FUNIVIA DEL FAITO: Ricostruzione di una tragedia
Per commemorare le vittime e offrire uno spazio di riflessione condivisa, nasce un video che si propone di fare chiarezza su quanto accaduto, ripercorrendo i fatti e dando voce non solo alla cronaca, ma anche alle emozioni, alle domande e alle speranze che da allora accompagnano familiari, cittadini e istituzioni.
Un ricordo che non si spegne
Il ricordo di quella giornata è ancora vivido. Ognuno conserva nella propria mente un frammento preciso di quel momento: dove si trovava, cosa stava facendo, come ha appreso la notizia. È il segno di quegli eventi che segnano un prima e un dopo, incidendo profondamente nella coscienza collettiva. Purtroppo la tragedia colpì non solo le vittime e le loro famiglie, ma un’intera comunità che si è ritrovò improvvisamente fragile, esposta, ma unita nel dolore. Il Monte Faito, luogo simbolo della bellezza e del turismo, si è trasformato nel teatro di una ferita ancora aperta e sanguinolenta.
Il video: Funivia del Faito: Ricostruzione di una tragedia
Il progetto video nasce con un duplice obiettivo: ricordare e comprendere. Attraverso ricostruzioni e analisi, a livello di ipotesi elaborabili in base alle notizie ricercate sui media. Sarà l’ingegnere Antonio Fabbrocino ex Responsabile ASL di Sicurezza sul Lavoro a cercare di mettere ordine tra i fatti, contribuendo a fare luce su una vicenda che ha suscitato interrogativi profondi. Un racconto umano, che tenta di restituire dignità alle vittime e di accompagnare lo spettatore in un percorso di consapevolezza. La memoria, infatti, non è un esercizio passivo: è un atto attivo, che richiede attenzione, rispetto e impegno.
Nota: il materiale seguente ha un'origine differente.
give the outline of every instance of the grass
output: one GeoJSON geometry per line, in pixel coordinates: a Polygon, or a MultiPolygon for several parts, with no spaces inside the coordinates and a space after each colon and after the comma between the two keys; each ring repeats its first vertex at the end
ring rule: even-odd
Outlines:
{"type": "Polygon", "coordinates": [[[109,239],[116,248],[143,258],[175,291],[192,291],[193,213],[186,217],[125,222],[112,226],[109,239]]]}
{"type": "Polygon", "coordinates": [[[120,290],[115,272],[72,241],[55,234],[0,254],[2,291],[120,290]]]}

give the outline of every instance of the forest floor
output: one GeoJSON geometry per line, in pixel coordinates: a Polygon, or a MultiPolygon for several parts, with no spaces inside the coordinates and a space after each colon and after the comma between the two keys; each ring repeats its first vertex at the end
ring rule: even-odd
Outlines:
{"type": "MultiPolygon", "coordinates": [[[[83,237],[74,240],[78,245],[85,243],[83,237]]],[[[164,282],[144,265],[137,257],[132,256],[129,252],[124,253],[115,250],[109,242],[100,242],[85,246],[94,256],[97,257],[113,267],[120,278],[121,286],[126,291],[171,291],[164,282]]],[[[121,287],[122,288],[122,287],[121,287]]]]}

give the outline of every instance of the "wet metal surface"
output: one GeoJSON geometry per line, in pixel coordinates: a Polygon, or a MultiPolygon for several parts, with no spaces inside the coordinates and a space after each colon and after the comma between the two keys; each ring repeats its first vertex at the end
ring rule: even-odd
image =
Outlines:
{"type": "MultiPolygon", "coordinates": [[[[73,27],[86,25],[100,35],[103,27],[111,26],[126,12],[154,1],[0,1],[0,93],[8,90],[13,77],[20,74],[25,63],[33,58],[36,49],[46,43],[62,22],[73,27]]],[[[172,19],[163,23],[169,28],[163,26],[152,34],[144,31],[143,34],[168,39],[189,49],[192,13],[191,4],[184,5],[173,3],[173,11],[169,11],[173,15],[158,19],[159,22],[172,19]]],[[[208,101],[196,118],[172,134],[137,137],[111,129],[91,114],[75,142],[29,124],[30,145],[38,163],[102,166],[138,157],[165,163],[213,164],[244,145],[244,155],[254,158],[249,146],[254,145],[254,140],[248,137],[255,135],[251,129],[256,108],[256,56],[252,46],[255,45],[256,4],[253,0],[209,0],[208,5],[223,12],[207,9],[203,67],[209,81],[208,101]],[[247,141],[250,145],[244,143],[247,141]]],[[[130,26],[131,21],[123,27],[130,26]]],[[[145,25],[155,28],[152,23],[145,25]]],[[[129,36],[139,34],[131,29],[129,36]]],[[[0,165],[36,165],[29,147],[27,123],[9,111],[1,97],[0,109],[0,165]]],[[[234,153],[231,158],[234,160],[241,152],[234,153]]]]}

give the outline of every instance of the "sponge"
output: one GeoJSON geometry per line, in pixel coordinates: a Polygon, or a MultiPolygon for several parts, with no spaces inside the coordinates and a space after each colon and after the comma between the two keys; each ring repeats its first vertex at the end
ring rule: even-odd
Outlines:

Il 17 aprile resterà una data indelebile. Ma il modo in cui verrà ricordata dipende da ciò che si sceglie di costruire dopo. Noi abbiamo inteso aprire un percorso: uno spazio per non dimenticare, per capire e per ripartire. Perché la memoria, quando è condivisa, diventa forza. E può trasformare anche la tragedia più profonda in un nuovo inizio.